Thrilling tale of betrayal and revenge set against the nineteenth-century American frontier, the astonishing story of real-life trapper and frontiersman Hugh Glass
The year is 1823, and the trappers of the Rocky Mountain Fur Company live a brutal frontier life. Hugh Glass is among the company’s finest men, an experienced frontiersman and an expert tracker. But when a scouting mission puts him face-to-face with a grizzly bear, he is viciously mauled and not expected to survive. Two company men are dispatched to stay behind and tend to Glass before he dies. When the men abandon him instead, Glass is driven to survive by one desire: revenge. With shocking grit and determination, Glass sets out, crawling at first, across hundreds of miles of uncharted American frontier. Based on a true story, The Revenant is a remarkable tale of obsession, the human will stretched to its limits, and the lengths that one man will go to for retribution.
* People who’ve watched the movie, The Revenant, will not be spoiled for the book because it’s very, very different. The concept is the same and the cinematography is very accurate of the setting of the book, however, that’s where the similarities end. Both are great (speaking as a Leo fan), but in their own way.
Being a history enthusiast, this book piqued my interest. Although written American history doesn’t date as far back as European, African or Asian history, it’s quite full. There’s a fascination toward American history because it’s extremely tragic and rich story. A time period rarely mentioned is the American frontier.
The American frontier was a special time. It highlighted a period of pure exploration, expansion and both friendly and hostile relationships between European men and Native Americans. The representation of The Revenant as a western is quite accurate because of the feel of the times and the novel.
Basically, Hugh Glass was a frontiersman and fur trapper: first European men to cross the Great Plains to the Rocky Mountains in search of fur. They traded with Native Americans from whom they learned hunting and trapping skills. (Wikipedia). This wasn’t a very glamorous job. A large portion of the animal pelts collected were in highly populated Native American land – states like Montana, Missouri, South Dakota, etc. These states still have a high Native American population, but they weren’t the minorities in their land during this time. However, the European influence in America was felt by its indigenous people immensely. In consequence, there was tension between the Natives and European trappers and the job was dangerous. Weather and the Native Americans were a big threat to trappers and (according to the novel) it wasn’t unheard of for them to be abducted/invaded and scalped.
Regardless of their circumstances, there was also war between native tribes and some who didn’t care for Europeans, but weren’t interested in killing them either (depending on the person) – Hugh Glass was one of the lucky few.

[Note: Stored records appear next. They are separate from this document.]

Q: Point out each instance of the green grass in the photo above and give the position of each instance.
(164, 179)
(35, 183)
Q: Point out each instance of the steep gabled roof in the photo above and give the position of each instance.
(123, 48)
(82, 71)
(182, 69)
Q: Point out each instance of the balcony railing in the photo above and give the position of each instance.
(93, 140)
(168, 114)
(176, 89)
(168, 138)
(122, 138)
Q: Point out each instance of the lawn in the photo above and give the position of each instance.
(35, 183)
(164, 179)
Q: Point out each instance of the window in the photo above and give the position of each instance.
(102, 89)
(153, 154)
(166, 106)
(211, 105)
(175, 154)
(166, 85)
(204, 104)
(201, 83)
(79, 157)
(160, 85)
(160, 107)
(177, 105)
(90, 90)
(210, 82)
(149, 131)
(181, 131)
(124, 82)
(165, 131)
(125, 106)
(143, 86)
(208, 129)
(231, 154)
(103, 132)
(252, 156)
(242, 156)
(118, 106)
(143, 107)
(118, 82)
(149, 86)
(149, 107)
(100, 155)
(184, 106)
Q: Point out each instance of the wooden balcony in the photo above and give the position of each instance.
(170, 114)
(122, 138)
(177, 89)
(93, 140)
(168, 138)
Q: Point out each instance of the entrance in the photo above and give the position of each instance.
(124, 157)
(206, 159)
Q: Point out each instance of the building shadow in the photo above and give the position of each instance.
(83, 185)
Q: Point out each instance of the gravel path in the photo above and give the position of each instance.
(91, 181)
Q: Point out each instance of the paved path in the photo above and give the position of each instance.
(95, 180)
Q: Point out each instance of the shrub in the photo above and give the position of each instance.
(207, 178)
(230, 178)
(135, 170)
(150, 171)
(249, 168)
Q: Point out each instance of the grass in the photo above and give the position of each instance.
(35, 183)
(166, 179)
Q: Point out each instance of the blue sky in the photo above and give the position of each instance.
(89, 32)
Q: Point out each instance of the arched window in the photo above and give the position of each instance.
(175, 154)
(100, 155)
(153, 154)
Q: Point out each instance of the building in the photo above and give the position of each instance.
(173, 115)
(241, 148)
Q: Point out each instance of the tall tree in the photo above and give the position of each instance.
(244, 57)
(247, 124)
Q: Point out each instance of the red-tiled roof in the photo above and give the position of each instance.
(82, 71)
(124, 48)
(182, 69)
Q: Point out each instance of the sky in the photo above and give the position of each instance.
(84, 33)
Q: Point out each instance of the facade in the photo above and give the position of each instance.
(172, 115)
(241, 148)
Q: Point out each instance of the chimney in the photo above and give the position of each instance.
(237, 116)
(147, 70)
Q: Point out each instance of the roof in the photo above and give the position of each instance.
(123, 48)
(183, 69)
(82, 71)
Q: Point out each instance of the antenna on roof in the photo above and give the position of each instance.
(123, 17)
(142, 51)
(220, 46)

Because of the dangers of exploration and hunting as trappers, experienced navigators were needed to direct them toward the optimum path to avoid both geographical and potentially dangerous sections.
The plot of The Revenant is quite linear. Men leave him to die and steal his favorite gun, the only logical response to such a predicament would be him traveling over 300 miles with a slit throat, broken arm and leg, partially removed scalp, and deep lacerations adorning his back (all from a bear attack), to exact revenge on his enemies.
“They had killed him. […] Murdered him, except he would not die. Would not die, he vowed, because he would live to kill his killers.”
― Michael Punke,
It’s clear what you’re thinking: “That’s a ridiculous and ephemeral plot”
I myself said these exact words, however, after completing it, I realized how bad ass that actually is! Being a lover of westerns, I guess it’s something that would strike my fancy, but its sheer adventure was so wonderful.
The writing style is well done for a novel centered around a singular character, in enemy territory, with fatal wounds, for days before he gathers the strength to begin his quest. The descriptive language and imagery was beautifully done – Michael Punke can sure paint a picture.
Punke also skips around the characters’ lives, although it remains third person-omniscient, and skips around chronologically with flashbacks. He tells us about Glass’s life before joining the Trading company; John Fitzgerald’s (Archenemy) life before the company, and some of the other trappers. Interestingly enough we don’t get any insight into the Natives, but maybe that’s a good thing – wouldn’t want him messing that up. However, we do meet a few Native tribesman (like some Lakota people) and are rewarded with some of their culture and ethics.
Fair warning, this novel isn’t for vegans, vegetarians, pescatarians, etc. The profession of our main character is to kill beavers and skin them, however, there are other instances also. One example being him eating a dog…………………….. it’s just not a good idea.
Back to the topic, I actually forgot it…
Bear attack, left for dead, oh yeah, I’m reminded (If you know what song that highlighted portion is your cool points just tripled 😉 ) Since this story is based upon the that of Hugh Glass’ survival, the ending is less than satisfactory for the reader. Since there wasn’t sufficient evidence of what exactly happened to everyone, it leaves you with questions and heartache, but never regretful.